B. Separément — ouverture d'une affaire pénale pour diffamation (art. 128.1 du Code pénal) :
C'est une étape sérieuse et pas toujours optimale. Avantages : reconnaissance officielle de la fausseté des accusations, éventuelle peine pour la mère (amende, travaux d'intérêt général). Inconvénients : éскалade soudaine du conflit, ce qui peut détruire définitivement la possibilité de dialogue dans l'intérêt de l'enfant ; le tribunal des affaires familiales peut mal recevoir le poursuite pénale de la mère de l'enfant.
Étape 3 : Stratégie de communication et de comportement
Éviter absolument la diffamation en retour. Ne pas descendre au niveau. Votre position : «Je ne commente pas les déclarations fausses, toutes les questions à moi — en présence de mon avocat ou par le tribunal».
Communication avec l'enfant : Ne jamais discuter avec l'enfant des accusations de la mère, ne pas la critiquer. Soutenir des relations stables, positives et prévisibles. Votre comportement doit être un refus vivant de tous les ragots.
Communication avec l'entourage : Si la diffamation se répand parmi les connaissances communes, il est possible de préparer une réponse écrite brève et mesurée avec une référence à ce que le problème est résolu dans l'ordre judiciaire et que vous n'avez pas l'intention de mener une polémique publique.
La mère indiquait dans sa demande en détermination du lieu de résidence de l'enfant que le père «souffre d'alcoolisme chronique, mène une vie malsaine, représente un danger». Le père :
A fourni au tribunal un certificat du médecin addictologue concernant l'absence de suivi.
A déposé une requête pour une SKPPP. L'expertise a révélé une forte attachement de l'enfant à son père, l'absence de peur, ainsi que des signes de pression de la mère sur l'enfant pour donner des témoignages négatifs.
A fourni une vidéo du jour de naissance de l'enfant chez lui, contredisant les «conditions sociales insalubres».
A déposé une requête pour l'interrogatoire de l'institutrice de l'école maternelle, qui a donné une recommandation positive au père.
La diffamation à l'encontre du père est un arme dans la lutte pour l'enfant, visant à le détruire émotionnellement en tant que parent.
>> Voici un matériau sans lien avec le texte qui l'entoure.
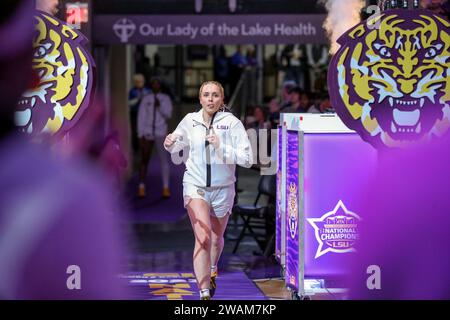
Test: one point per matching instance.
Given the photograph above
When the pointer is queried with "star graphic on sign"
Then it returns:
(343, 216)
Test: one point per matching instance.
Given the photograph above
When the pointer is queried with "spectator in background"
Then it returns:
(404, 230)
(317, 58)
(300, 102)
(135, 96)
(260, 123)
(56, 215)
(250, 57)
(286, 95)
(154, 112)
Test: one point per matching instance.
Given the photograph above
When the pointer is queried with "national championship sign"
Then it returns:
(390, 79)
(66, 79)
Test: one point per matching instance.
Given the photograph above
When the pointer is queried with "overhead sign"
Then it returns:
(209, 29)
(66, 79)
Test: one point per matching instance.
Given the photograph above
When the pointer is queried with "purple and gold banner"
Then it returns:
(209, 29)
(292, 210)
(336, 168)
La seule réponse efficace consiste à transformer l'attaque émotionnelle en un litige juridique froid. Les éléments clés d'une stratégie réussie :
Utilisation active des procédures spéciales — expertise psychologique-pédagogique et services de protection de l'enfance — pour transférer le litige dans un plan professionnel.
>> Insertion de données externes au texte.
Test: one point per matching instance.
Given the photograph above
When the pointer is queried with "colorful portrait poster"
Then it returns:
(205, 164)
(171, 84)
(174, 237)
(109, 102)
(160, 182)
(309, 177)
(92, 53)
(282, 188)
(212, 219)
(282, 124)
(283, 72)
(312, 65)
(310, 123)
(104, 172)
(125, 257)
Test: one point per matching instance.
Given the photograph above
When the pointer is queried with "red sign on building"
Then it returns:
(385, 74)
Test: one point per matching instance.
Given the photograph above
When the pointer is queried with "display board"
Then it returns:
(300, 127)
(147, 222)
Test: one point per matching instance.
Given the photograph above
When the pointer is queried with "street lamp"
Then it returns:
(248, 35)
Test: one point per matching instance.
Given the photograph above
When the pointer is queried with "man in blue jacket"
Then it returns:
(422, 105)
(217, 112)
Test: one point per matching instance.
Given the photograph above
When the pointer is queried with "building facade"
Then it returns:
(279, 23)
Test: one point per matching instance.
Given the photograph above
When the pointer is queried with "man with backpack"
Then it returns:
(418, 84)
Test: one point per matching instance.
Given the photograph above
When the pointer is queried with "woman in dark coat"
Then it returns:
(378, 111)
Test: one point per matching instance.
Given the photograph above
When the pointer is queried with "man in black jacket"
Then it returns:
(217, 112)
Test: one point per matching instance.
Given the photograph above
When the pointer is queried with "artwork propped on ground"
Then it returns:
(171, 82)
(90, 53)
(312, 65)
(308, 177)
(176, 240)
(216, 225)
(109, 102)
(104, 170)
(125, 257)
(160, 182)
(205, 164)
La tâche principale du père n'est pas simplement de se protéger, mais de démontrer au tribunal qu'il est le parent capable de protéger l'enfant du conflit et de lui assurer un développement stable, tandis que le comportement de la mère est destructif. Dans cette paradigme, la diffamation de la mère se retourne souvent contre elle-même, devenant une preuve de son absence de volonté d'agir dans l'intérêt de l'enfant.